According to the scheme of the present embodiment as described above, the signature memory module 220 store whereabouts verifying private key to
The whereabouts signature that family business information is digitally signed, the user service information includes the purposes of cipher machine, cipher machine
Mainboard 210 receives user instructions, and reads the whereabouts that signature memory module 220 is stored according to the user instruction and signs, and will
The whereabouts is signed to be sent to the sender of the user instruction, and the sender of the user instruction can after receiving whereabouts signature
The user after signature verification is verified is carried out using with whereabouts verifying private key matched whereabouts verification public key to whereabouts signature
Business information, the user service information after verifying include the purposes of cipher machine, by the user after user service information and verifying
Business information compares, if the inconsistent whereabouts signature for illustrating the cipher machine has been tampered, the whereabouts of cipher machine is insincere;If
It is consistent then illustrate that the whereabouts of cipher machine is credible.The encryption that password mainboard 210 receives cipher machine producer factory public key encryption is close
Wen Hou reads the cipher machine producer factory private key of storage from factory secret storage module 230, then controls cryptographic algorithm module
240 are decrypted the encrypted cipher text using cipher machine producer factory private key, obtain decrypted plaintext.At this point, by encrypted cipher text
Corresponding data before encrypting are compared with decrypted plaintext, since the factory private key of cipher machine is matched with its source, work as decryption
When inconsistent with data before encrypting in plain text, illustrate to be tampered from the cipher machine producer factory private key in cipher machine, cipher machine
Source it is insincere;Illustrate that the source of cipher machine is credible if consistent.Therefore the scheme of the present embodiment can not only verify password
Whether the whereabouts of machine is genuine and believable, and whether the source that can verify cipher machine is genuine and believable.

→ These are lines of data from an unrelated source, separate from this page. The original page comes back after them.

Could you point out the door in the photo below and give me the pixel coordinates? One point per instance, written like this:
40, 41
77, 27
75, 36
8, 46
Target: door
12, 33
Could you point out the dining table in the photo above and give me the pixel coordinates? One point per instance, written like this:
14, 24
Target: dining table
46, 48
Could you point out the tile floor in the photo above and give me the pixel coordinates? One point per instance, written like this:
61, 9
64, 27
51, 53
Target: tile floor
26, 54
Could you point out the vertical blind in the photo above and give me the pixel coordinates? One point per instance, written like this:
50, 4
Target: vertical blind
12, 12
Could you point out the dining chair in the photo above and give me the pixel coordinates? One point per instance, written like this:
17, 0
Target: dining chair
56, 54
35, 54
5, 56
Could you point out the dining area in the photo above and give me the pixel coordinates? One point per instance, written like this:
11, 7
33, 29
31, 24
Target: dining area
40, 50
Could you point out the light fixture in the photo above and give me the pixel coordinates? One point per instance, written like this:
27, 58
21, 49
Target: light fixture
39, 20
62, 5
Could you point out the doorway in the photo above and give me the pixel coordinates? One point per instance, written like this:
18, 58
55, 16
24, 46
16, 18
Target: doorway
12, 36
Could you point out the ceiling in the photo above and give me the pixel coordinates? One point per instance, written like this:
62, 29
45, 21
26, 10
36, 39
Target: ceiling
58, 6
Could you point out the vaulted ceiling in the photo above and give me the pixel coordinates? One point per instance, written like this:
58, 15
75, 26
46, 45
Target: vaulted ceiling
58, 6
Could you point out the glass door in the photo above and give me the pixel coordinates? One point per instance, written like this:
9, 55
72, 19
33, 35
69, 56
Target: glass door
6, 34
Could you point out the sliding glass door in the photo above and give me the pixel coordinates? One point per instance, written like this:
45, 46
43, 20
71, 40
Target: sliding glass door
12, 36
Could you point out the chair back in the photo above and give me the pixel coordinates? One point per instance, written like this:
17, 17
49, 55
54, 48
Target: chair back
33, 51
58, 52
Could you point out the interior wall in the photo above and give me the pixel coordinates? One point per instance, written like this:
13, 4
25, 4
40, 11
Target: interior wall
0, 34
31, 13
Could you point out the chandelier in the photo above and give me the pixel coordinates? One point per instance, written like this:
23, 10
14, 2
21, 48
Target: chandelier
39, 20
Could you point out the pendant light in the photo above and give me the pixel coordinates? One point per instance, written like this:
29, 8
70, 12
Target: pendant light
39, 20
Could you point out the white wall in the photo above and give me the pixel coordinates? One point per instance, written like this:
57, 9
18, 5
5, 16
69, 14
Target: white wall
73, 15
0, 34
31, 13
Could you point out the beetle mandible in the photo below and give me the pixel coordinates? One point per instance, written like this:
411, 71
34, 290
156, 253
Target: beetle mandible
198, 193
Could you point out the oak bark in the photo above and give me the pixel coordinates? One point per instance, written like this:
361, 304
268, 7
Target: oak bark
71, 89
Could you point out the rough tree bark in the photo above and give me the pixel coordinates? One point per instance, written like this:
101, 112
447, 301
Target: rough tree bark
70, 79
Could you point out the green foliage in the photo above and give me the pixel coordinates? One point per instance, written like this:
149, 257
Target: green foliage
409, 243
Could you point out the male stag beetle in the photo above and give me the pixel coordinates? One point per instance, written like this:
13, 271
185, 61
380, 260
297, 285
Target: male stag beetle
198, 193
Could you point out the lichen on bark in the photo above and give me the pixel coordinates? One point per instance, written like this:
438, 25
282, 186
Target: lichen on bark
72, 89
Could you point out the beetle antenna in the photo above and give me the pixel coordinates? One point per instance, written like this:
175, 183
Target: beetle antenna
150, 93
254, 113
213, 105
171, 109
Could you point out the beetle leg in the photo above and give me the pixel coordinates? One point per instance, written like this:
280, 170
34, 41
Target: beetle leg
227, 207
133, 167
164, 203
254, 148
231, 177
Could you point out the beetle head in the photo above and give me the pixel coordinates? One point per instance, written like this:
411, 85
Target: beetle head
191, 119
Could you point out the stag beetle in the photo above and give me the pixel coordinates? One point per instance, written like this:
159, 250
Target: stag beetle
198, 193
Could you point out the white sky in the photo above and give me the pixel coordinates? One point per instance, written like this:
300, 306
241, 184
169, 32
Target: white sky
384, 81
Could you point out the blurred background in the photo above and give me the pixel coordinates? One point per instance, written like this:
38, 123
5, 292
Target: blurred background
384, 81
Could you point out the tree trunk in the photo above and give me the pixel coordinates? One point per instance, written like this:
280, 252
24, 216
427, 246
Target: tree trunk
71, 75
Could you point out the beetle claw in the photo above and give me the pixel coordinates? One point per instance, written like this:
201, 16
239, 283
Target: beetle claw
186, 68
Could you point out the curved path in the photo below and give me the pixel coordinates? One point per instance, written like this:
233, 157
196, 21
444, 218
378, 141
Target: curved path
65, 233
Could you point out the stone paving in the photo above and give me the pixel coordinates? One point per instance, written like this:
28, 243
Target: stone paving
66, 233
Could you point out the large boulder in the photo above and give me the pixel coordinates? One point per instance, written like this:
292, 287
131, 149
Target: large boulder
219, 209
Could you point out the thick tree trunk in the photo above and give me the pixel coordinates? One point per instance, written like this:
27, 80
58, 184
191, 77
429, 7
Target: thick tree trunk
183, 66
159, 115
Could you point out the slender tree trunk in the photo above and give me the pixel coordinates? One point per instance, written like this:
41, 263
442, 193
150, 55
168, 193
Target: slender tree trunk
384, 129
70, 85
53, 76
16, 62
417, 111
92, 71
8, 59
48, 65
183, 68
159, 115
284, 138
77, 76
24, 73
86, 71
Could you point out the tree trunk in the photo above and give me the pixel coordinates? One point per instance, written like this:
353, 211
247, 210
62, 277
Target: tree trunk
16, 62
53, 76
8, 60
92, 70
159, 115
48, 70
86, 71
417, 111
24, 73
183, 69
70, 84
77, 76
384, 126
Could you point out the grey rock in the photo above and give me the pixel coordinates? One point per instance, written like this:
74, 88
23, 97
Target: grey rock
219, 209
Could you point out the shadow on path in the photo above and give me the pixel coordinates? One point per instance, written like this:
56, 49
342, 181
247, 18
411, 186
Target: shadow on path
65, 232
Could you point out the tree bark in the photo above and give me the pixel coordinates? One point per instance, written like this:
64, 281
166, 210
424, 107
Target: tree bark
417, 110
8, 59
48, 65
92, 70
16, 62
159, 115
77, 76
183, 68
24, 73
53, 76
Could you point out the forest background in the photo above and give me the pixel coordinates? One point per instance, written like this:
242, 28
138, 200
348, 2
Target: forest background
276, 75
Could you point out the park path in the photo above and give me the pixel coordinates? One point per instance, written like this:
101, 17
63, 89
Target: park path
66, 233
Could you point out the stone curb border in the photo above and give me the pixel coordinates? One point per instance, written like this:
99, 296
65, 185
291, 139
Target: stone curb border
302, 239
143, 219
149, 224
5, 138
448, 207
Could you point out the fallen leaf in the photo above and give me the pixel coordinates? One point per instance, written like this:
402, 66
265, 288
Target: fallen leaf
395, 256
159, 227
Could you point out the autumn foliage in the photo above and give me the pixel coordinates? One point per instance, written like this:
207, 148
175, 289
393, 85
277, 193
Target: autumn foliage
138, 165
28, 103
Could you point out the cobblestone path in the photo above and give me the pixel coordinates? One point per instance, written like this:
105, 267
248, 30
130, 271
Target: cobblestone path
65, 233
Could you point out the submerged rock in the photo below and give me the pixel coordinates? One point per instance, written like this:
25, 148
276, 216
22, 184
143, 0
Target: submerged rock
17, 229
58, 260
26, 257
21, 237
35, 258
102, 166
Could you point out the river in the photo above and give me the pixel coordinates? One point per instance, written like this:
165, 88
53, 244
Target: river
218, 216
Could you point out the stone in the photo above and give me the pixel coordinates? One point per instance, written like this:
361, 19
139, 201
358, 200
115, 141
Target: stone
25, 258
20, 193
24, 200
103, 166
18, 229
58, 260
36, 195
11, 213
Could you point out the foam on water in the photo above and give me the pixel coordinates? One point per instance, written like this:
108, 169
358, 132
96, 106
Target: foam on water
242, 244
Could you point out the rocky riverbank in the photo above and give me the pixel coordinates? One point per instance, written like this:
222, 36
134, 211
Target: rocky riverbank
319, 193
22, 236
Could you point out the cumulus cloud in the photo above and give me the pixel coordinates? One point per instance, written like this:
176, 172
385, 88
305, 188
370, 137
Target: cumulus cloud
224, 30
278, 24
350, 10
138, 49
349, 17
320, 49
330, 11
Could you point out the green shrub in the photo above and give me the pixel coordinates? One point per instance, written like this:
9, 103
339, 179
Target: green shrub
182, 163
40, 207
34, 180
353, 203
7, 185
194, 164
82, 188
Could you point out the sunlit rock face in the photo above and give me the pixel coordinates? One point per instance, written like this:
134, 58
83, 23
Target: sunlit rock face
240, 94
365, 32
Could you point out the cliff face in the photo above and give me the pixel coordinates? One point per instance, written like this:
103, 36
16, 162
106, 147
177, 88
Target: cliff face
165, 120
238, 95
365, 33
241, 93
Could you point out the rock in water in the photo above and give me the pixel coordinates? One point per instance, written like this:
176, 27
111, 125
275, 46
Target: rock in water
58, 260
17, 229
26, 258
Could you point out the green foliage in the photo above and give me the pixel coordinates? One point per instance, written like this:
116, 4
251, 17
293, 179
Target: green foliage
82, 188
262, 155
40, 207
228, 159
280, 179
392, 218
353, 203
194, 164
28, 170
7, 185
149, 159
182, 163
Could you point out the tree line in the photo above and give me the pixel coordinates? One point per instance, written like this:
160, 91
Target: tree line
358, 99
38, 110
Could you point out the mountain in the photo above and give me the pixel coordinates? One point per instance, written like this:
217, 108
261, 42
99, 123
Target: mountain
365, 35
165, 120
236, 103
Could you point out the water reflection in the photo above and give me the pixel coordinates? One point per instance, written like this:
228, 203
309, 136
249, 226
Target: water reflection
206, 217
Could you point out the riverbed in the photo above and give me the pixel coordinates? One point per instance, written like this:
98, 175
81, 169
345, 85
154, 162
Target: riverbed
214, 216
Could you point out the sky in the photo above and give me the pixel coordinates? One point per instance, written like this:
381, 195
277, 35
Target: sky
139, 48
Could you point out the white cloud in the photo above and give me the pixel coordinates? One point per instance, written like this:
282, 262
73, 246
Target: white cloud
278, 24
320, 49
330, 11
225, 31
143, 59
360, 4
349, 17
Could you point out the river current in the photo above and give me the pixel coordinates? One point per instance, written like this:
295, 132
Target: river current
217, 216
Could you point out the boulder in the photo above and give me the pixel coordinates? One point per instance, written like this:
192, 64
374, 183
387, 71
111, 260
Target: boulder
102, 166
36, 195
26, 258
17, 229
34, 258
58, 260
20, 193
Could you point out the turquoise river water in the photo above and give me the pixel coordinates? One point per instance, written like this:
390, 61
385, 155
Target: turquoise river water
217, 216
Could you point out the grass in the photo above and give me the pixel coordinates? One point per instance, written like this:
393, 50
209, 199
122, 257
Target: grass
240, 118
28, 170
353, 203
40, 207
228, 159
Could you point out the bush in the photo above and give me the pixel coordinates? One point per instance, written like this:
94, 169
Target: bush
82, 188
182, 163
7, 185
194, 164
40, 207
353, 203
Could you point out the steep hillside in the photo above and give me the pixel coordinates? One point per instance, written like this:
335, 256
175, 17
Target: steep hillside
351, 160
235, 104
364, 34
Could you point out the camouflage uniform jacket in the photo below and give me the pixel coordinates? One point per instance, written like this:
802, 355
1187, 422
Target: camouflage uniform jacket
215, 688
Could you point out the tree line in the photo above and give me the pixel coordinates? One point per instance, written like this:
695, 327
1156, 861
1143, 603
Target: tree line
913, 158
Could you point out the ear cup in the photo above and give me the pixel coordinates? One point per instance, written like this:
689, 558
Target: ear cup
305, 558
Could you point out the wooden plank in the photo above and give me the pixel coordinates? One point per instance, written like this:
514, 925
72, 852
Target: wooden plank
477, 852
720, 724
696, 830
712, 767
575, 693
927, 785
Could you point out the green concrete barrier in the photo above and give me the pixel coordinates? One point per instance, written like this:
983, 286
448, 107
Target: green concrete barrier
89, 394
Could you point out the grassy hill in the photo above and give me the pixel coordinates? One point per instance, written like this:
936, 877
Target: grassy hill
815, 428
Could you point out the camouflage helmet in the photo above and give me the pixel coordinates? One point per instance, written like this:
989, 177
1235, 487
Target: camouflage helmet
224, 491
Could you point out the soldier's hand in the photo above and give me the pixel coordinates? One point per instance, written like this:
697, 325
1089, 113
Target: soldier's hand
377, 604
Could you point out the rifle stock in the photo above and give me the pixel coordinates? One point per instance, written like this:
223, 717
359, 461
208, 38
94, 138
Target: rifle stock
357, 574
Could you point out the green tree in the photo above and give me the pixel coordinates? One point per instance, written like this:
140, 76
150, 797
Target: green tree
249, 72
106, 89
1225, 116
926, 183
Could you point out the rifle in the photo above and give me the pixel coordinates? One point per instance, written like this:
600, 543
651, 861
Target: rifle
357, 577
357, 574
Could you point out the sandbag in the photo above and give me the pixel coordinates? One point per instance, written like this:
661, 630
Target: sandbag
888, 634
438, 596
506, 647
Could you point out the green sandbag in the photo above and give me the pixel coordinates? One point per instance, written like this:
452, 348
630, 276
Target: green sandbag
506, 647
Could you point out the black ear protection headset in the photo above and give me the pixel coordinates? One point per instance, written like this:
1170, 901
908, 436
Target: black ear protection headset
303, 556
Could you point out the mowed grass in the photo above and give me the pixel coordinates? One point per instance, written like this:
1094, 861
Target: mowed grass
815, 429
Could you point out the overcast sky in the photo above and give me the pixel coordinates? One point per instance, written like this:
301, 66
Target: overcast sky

The embodiments described above only express several embodiments of the present invention, and the description thereof is more specific and detailed, but simultaneously
Limitations on the scope of the patent of the present invention therefore cannot be interpreted as.It should be pointed out that for those of ordinary skill in the art
For, without departing from the inventive concept of the premise, various modifications and improvements can be made, these belong to guarantor of the invention
Protect range.Therefore, the scope of protection of the patent of the invention shall be subject to the appended claims.